Der Ductus venosus
Der Ductus venosus (DV) spielt in der Allgemeinradiologie nur eine geringe Rolle,
da es sich um eine fetale Organstruktur handelt, die postnatal obliteriert und im
Erwachsenenleben in der Regel nicht mehr existiert. Für den Kinderradiologen gehören
hingegen Fragestellungen, die Kenntnisse über die Anatomie des Ductus venosus erfordern,
durchaus zum diagnostischen Alltag.

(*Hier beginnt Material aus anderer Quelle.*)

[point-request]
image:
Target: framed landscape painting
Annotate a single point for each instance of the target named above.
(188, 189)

Mit solchen Fragestellungen können aber insbesondere
auch diejenigen Allgemeinradiologen konfrontiert werden, die eine pädiatrische Einrichtung
mitversorgen, sodass Kenntnisse über die radiologische Darstellung des Ductus venosus
auch für Allgemeinradiologen von Bedeutung sein können.

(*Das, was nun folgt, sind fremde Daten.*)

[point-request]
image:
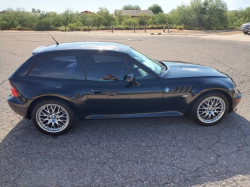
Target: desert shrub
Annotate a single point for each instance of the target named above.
(180, 27)
(119, 27)
(85, 28)
(102, 28)
(128, 28)
(71, 26)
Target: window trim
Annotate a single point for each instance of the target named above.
(79, 66)
(141, 66)
(103, 53)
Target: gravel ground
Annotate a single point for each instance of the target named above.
(170, 151)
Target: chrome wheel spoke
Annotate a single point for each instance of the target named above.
(211, 109)
(52, 117)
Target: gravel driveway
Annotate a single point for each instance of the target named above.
(169, 151)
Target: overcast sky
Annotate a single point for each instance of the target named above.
(111, 5)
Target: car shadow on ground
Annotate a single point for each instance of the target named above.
(142, 151)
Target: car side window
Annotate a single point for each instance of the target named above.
(64, 67)
(138, 72)
(105, 67)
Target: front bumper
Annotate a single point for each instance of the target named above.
(17, 106)
(245, 29)
(235, 101)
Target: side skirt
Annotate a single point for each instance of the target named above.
(139, 115)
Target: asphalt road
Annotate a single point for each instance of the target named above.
(169, 151)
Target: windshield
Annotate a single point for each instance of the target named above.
(154, 66)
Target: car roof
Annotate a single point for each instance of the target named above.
(105, 46)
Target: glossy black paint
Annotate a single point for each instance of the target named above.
(172, 92)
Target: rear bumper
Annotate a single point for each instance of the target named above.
(17, 106)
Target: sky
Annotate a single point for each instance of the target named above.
(111, 5)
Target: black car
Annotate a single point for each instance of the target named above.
(95, 80)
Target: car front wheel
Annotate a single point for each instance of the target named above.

Es gibt verschiedene Fragestellungen, die auf den Radiologen im Zusammenhang mit dem
Ductus venosus zukommen können: Zum einen hat der Ductus venosus eine Bedeutung bei
der postpartalen Anlage eines Nabelvenenkatheters, bei der er als Leitstruktur für
den Katheter dient, und dessen Lage durch den Radiologen auf einer konventionellen
Röntgenaufnahme des Oberbauches zu beurteilen ist. Fehllagen und andere Komplikationen
sind zu erkennen. Zum anderen wird der noch offene Ductus venosus durch den auch bei
Säuglingen zunehmenden Einsatz der Großgeräte-Schnittbildgebung bisweilen als Nebenbefund
dargestellt. Er sollte als solcher erkannt und nicht mit einem pathologischen portosystemischen
Shunt verwechselt werden. Auch sonografisch sollte der DV sicher erkannt werden. Zum
Dritten kann der Radiologe bei der Beurteilung von Pathologien des Ductus venosus
gefordert sein, dies sind zum Beispiel die Ductus-Agenesie mit der möglichen Ausbildung
von kompensatorischen intra- oder extrahepatischen Shuntverbindungen oder der fehlende
Spontanverschluss des Ductus venosus.
Zu diesen hier genannten bildgebenden Fragestellungen in Zusammenhang mit dem Ductus
venosus will der vorliegende Artikel eine Übersicht geben.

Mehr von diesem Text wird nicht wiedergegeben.